22岁生日,我拿着蛋糕提货单回家——正撞上江屿和舞蹈系学妹在浴室门上的热吻。
雾气里,蕾丝肩带格外刺目。闺蜜语音响起:“追他三年,你说放就放?”我冷笑,
直接语音外放:“玩玩而已!江屿那种人,结婚是嫌命长?
”身后突然传来玻璃杯碎裂的声响。江屿赤着上身站在厨房门口冷笑:“苏晚,三年感情,
你当玩我?”1二十二岁生日那晚暴雨初歇,空气里还凝着水汽。我攥紧蛋糕店的提货单,
钥匙插进出租屋门锁时,指尖沾着冰凉的雨水。推开门。
那句卡在喉咙里的"Surprise"被浓烈的甜腻香水味生生呛了回去。
玄关地毯上躺着双镶满水钻的细高跟,鞋尖朝着浴室方向。磨砂玻璃门氤氲着雾气,
花洒的水流声里裹着女孩带着泣音的呜咽:"屿哥...轻点..."门板剧烈震颤着,
湿漉漉的掌印在玻璃上滑出一道水痕。
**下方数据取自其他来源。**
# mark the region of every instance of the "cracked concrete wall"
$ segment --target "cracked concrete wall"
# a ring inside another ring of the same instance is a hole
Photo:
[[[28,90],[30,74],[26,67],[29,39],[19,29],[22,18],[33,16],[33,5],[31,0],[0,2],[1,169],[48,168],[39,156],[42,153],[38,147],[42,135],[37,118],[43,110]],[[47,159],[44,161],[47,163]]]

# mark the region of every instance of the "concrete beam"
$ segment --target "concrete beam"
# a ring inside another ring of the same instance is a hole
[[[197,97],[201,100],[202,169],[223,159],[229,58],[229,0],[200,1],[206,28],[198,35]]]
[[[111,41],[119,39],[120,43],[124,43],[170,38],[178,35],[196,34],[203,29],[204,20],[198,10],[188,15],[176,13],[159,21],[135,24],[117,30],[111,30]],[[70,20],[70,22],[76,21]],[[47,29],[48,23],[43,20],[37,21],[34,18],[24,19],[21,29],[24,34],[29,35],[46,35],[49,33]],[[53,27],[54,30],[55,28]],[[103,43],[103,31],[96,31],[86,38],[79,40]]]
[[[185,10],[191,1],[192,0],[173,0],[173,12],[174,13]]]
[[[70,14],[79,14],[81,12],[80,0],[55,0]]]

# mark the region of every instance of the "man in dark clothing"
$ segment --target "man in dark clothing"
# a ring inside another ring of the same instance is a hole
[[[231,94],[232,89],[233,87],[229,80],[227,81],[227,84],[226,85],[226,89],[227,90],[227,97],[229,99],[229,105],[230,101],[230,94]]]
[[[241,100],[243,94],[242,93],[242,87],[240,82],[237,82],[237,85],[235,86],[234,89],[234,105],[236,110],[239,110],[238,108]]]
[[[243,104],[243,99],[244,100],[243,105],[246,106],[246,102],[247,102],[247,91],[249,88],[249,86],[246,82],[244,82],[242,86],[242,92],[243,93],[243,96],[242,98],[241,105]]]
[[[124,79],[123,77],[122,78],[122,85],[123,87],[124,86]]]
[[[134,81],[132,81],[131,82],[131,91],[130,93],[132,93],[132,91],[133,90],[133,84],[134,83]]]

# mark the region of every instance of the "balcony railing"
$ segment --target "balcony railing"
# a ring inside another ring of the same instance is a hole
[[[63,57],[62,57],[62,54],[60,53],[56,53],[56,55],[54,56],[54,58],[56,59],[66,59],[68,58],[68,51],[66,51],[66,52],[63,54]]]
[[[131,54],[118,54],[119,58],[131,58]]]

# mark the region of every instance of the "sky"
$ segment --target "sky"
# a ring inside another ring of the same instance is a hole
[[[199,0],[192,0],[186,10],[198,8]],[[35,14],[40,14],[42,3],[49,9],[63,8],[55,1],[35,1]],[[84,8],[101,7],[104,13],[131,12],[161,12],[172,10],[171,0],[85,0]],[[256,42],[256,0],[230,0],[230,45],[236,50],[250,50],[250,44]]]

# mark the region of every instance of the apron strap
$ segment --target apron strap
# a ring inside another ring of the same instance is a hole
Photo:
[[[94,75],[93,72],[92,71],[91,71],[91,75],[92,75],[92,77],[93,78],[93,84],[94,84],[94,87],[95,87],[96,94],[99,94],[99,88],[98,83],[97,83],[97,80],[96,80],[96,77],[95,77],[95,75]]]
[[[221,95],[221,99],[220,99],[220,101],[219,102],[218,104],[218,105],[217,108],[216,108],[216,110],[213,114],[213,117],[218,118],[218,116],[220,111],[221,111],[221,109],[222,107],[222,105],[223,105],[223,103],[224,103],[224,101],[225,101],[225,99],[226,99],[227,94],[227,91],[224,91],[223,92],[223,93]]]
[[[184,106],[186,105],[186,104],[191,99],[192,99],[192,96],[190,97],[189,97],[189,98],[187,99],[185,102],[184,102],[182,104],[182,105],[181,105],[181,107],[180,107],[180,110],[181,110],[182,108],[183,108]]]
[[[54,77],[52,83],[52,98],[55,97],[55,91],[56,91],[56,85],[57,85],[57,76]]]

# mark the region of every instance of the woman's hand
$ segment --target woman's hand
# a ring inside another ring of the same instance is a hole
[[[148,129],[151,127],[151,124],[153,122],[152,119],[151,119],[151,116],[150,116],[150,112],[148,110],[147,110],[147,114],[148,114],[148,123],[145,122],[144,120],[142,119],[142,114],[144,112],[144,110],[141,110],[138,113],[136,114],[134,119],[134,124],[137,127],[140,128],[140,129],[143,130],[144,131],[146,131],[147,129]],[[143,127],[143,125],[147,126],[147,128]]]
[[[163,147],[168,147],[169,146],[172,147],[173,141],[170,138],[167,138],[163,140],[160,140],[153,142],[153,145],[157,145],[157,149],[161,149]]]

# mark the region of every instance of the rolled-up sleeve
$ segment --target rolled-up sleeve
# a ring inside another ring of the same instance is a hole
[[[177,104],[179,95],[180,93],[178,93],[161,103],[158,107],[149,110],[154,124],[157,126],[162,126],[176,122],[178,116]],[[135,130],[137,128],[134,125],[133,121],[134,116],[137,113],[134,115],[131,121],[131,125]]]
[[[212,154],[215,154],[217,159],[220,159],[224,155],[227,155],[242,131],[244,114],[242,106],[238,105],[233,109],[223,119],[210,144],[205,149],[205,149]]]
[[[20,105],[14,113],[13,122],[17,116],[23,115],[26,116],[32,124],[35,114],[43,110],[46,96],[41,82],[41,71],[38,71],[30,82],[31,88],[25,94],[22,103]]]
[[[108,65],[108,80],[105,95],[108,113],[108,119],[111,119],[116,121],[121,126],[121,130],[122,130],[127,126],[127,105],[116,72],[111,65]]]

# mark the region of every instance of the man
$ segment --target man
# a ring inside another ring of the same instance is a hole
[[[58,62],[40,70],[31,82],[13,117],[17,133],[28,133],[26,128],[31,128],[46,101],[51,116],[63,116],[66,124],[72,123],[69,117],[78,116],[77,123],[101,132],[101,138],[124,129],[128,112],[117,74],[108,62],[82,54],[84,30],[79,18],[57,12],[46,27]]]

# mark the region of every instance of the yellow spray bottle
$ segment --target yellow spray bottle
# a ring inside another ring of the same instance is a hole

就在那晃动的门缝间。
我窥见一截纤细的腰肢被麦色手臂死死箍住。
黑色蕾丝肩带正从女孩光裸的肩头滑落——还有那个我听了三年,
此刻却陌生到刺耳的沙哑嗓音——“宝贝……别躲。”"叮。"手机屏幕亮起。
闺蜜林菲的语音条跳出来:"晚晚!蛋糕取到没?对了,你追江屿这三年,
真要是撞见他偷吃你能放下?"浴室里的喘息声陡然拔高。
我盯着门缝里那抹刺眼的黑色蕾丝,指甲陷进提货单边缘。指尖按住语音键时,
自己都没察觉声音淬了冰:"嗤,玩玩而已。他这种浪子谁要跟他结婚?嫌命长吗?
"语音发送成功的提示音刚落下。"哐当!"刺耳的碎裂声从厨房炸开。我猛地回头。
江屿赤着上身立在厨房门口,水珠沿着腹肌沟壑滚进松垮的浴巾。
他脚边是炸开的玻璃杯碎片,鲜红的血正顺着他紧攥的掌心往下淌,
滴在冷白瓷砖上像绽开的红梅。湿发黏在他凌厉的眉骨上,
那双惯常含情的桃花眼此刻烧着暴戾的火,嘴角却扯出森冷笑意:"苏晚,
"他每个字都像从齿缝碾出来,"这三年你他妈一直在玩我?"浴室门吱呀一声推开。
陆橙裹着浴巾缩在门后,湿发贴在潮红的脸侧,锁骨处新鲜的吻痕还在充血。
她目光扫过我苍白的脸,又飞快瞥向江屿流血的手,嘴唇动了动终究没敢出声。
血腥味混着沐浴露的甜香在空气里发酵。江屿踩着玻璃碴逼近,血脚印烙在地面。
他滚烫的呼吸裹着血腥气喷在我脸上:"说话!"后背撞上冰冷的防盗门。
我抬眸迎上他眼底翻涌的暴怒,心脏在死寂里跳得震耳欲聋。奇怪的是,
预想中的崩溃没有来。看着他掌心狰狞的伤口,看着陆橙肩头残留的蕾丝压痕,
一股冰冷的清醒猛地冲上头顶。"玩你?"我重复着,甚至弯了弯嘴角,"江屿,你配吗?
"他瞳孔骤缩。"是我蠢,追着你跑了三年。"我声音出奇平稳,"你乐队设备被扣,
我顶着暴雨去求教导主任。”“你高烧四十度,我在医院走廊守到天亮。
”“就连你此刻踩着的瓷砖..."目光扫过他脚下混着血的水渍,
"都是我蹲了三小时擦亮的。"江屿喉结滚动了一下,攥紧的拳头微微发颤。血滴得更急了。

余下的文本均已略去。